Frankly, the only thing about this that is surprising is that it’s surprising to anyone.
If you have a presence on the Internet, you are being monitored. This is not black helicopter stuff. It’s just reality. The fact of the matter is that social media is, well, social. Is a person or an employer or a testing company who looks at something you actively put in public space spying on you?
Sure, it seems kind of creepy that old man Pearson is lurking on kids’ Twitter accounts and Facebook pages. But I didn’t read any evidence that they did anything other than monitor information that’s already public. The company has a responsibility to maintain the integrity of its product. Lots of districts are using it. It’s an important and consequential test for kids and schools. And they aren’t all administering it simultaneously, creating an opportunity for malfeasance. States invested a lot of resources in these assessments, and that investment must be protected. It’s part of what they paid for.
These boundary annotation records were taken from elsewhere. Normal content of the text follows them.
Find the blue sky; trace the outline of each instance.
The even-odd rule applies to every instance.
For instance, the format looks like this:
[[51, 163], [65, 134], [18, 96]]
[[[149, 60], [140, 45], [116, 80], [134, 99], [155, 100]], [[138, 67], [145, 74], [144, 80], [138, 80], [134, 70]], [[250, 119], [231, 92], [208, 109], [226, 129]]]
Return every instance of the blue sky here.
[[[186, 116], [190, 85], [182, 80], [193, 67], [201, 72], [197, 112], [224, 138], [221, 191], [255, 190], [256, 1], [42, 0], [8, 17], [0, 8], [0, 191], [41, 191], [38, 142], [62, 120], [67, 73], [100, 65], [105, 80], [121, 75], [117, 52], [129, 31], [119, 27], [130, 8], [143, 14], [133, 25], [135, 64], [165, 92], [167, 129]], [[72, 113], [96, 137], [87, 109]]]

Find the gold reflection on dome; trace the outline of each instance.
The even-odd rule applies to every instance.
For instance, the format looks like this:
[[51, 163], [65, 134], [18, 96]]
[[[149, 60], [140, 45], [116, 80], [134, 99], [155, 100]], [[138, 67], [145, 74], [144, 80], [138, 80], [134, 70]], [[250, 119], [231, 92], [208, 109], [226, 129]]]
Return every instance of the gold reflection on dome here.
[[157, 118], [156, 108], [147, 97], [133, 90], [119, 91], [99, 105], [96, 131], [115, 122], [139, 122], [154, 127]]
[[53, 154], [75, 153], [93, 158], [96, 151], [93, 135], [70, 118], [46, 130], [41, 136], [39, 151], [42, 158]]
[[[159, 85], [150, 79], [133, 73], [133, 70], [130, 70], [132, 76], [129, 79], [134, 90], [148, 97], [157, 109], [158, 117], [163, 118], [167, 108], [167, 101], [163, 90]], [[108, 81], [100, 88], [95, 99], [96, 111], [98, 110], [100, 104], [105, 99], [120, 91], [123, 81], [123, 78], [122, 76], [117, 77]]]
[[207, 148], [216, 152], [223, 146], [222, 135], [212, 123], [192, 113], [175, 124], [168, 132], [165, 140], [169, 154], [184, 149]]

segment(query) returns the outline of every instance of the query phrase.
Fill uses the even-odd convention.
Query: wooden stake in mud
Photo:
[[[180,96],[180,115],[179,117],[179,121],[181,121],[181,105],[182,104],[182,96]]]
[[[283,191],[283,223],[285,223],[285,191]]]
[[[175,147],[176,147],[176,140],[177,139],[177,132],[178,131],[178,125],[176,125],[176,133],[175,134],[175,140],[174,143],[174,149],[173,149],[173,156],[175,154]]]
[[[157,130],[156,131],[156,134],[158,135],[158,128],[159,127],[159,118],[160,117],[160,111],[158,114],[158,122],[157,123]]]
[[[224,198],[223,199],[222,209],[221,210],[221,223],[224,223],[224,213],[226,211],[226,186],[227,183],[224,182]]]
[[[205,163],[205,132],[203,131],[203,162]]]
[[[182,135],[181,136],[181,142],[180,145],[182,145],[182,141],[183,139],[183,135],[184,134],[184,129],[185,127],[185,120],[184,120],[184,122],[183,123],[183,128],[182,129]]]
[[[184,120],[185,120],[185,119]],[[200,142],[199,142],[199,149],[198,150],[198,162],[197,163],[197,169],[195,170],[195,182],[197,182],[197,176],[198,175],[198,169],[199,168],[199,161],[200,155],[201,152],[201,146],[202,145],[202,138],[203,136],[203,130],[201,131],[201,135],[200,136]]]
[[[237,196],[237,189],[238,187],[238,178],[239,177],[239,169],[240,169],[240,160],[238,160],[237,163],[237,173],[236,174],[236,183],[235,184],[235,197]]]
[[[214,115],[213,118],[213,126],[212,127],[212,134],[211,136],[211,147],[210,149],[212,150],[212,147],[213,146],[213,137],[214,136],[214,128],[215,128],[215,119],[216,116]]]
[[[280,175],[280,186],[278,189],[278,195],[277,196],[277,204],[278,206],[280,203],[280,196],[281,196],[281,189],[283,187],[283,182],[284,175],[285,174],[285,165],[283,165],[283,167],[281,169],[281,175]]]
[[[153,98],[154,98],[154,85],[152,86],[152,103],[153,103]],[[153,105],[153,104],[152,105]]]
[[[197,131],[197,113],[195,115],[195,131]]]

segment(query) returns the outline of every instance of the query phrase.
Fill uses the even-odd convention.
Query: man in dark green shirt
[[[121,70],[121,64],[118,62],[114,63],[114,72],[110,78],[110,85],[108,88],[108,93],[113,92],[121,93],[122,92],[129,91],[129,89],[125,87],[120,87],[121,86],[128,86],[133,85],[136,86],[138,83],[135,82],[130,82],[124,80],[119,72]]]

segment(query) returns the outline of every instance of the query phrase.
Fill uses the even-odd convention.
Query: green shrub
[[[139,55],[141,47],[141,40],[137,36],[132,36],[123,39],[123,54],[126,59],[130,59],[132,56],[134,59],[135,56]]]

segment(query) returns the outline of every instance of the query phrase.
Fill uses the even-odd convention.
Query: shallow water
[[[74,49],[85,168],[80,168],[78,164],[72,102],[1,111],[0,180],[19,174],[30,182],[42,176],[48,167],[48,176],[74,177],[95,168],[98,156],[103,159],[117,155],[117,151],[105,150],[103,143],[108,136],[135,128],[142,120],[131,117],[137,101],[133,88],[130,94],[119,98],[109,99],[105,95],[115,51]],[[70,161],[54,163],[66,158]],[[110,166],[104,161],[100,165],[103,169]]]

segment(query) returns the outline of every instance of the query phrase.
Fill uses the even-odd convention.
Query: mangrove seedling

This story strikes me as a red herring on two fronts. First, the anti-testing crowd is using inflammatory words like “spying” to gin up support for their side. Second, it’s getting conflated with real concerns about the security of student data. With multi-million dollar companies like Target settling class action law suits for giant data breaches, the ability of government entities collecting massive amounts of data to protect it  is a serious issue that warrants serious debate.
Instead of demonizing Pearson or testing in general, it strikes me that there are two legitimate takeaways here. For one, students who were posting about testing items shouldn’t have been. So someone should talk to them about that. Plus, it’s a great opportunity to talk to students about the complete and utter lack of privacy the Internet affords. There is evidence that kids are dangerously naive on this front.
Are Pearson’s actions here wrong? I don’t think so. Are they discomforting? Yes. The fact that it involves kids makes it seem worse; and the fact that Pearson’s practices got singled out makes it seem egregious. But they aren’t substantively different from the practices of countless other companies (and schools, colleges, etc.) that scan all of our Internet activities every day, regardless of how old we are.